The problem instead was the economy, and once Lloyd George was in charge the Welsh Wizard set about a policy of nationalisations that effectively turned us into a command economy. The Labour Party joined the coalition and did exactly what they said on the tin, putting the working class pretty much unanimously behind the war effort.

For the Second World War the same system was tried again, only this time it worked even better. The country was effectively run by an alliance of civil servants, industry and the trade unions. The mandarins were now rather more practical men with a knowledge of the real world that extended beyond the Classics, the Capitalists weren't just robber barons but were modern managers and the trade unionists weren't just soap box orators but skilled administrators. Laissez faire was well and truly dead and the economy was run on Keynesian lines.

Nowhere else before or since has there been such an alliance, and the results speak for themselves. Despite the Luftwaffe and the U Boats, the British war economy surged ahead, outstripping the Germans even though the Nazis had slaves and the plunder from occupied Europe. Until the Americans joined the fighting and introduced their own form of war socialism we were the arsenal of democracy.

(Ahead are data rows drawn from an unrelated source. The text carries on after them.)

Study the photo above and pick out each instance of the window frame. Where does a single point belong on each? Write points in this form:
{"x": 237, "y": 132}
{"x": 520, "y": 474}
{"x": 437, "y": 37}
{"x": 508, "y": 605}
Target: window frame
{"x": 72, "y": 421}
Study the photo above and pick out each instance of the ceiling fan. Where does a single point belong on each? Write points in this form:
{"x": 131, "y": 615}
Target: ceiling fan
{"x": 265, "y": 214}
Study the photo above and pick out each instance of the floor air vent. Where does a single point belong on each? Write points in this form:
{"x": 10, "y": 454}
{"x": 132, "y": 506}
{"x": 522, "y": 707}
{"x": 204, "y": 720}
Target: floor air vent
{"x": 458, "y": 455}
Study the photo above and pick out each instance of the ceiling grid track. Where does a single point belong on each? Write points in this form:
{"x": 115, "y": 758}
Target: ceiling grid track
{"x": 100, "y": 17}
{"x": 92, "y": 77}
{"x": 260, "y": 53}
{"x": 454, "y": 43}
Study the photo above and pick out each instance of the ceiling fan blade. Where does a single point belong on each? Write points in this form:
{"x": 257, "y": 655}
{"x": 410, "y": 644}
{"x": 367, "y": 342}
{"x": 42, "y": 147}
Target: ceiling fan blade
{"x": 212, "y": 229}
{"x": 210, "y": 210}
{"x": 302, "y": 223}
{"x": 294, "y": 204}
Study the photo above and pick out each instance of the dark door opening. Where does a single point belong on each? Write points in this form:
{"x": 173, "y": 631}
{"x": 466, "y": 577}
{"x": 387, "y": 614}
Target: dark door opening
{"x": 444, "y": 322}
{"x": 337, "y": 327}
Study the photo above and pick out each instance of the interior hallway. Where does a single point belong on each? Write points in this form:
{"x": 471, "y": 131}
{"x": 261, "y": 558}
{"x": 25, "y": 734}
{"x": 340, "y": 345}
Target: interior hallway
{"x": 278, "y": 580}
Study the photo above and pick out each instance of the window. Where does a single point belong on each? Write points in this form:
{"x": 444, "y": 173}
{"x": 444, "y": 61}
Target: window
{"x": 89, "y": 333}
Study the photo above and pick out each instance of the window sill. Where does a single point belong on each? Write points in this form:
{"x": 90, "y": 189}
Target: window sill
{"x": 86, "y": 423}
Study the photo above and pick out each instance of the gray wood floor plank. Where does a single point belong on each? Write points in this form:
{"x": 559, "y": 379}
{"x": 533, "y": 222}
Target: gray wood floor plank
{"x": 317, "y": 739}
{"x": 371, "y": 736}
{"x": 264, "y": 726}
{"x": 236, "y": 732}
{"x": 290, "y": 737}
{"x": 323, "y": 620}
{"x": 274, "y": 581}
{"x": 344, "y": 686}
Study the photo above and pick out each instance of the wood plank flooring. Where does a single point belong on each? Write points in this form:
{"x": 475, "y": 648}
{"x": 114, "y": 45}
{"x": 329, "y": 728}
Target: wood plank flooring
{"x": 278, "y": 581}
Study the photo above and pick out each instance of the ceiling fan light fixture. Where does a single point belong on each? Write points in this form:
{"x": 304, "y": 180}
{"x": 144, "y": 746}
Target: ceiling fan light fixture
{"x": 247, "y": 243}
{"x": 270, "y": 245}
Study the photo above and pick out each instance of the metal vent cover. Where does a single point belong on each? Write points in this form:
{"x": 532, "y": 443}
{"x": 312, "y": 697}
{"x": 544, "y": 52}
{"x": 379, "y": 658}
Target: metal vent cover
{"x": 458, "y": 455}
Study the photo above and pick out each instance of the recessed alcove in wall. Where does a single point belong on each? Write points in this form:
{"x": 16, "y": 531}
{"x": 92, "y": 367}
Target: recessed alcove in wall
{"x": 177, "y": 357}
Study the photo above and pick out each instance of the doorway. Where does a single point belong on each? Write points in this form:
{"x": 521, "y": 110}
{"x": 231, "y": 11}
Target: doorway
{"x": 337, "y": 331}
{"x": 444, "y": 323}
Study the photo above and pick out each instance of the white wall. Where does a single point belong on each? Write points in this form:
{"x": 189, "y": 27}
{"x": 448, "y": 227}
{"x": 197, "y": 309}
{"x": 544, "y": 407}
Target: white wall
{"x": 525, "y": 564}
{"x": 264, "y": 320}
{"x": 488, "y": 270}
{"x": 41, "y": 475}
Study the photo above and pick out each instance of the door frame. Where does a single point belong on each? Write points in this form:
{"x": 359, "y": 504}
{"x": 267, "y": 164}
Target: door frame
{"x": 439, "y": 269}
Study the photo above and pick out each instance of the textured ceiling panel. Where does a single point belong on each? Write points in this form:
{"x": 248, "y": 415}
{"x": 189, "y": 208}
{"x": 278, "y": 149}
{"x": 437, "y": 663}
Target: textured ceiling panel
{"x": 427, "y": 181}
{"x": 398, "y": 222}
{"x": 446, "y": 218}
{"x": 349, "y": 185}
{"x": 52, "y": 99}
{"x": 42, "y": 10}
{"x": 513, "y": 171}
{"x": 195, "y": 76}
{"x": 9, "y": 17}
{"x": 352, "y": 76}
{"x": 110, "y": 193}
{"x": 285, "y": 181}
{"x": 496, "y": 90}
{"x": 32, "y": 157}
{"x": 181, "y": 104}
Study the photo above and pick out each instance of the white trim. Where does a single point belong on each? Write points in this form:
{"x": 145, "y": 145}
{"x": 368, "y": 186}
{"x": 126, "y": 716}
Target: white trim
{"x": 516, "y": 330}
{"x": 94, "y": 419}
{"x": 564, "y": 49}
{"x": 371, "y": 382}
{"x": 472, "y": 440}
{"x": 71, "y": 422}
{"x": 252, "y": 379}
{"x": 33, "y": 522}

We continued in this vein once the war ended, when we not only had to retool to a peacetime economy but also feed occupied Germany and garrison an Empire. The post war years are normally seen as a fall from greatness for this country, but in truth that was already gone by 1945. Instead it was Attlee's job to rebuild from almost utter ruin.

Then in 1950 Churchill was reelected and put us back on the Gold Standard. The great experiment with Keynesian Social Democracy was over and we started the march towards the world as it is now.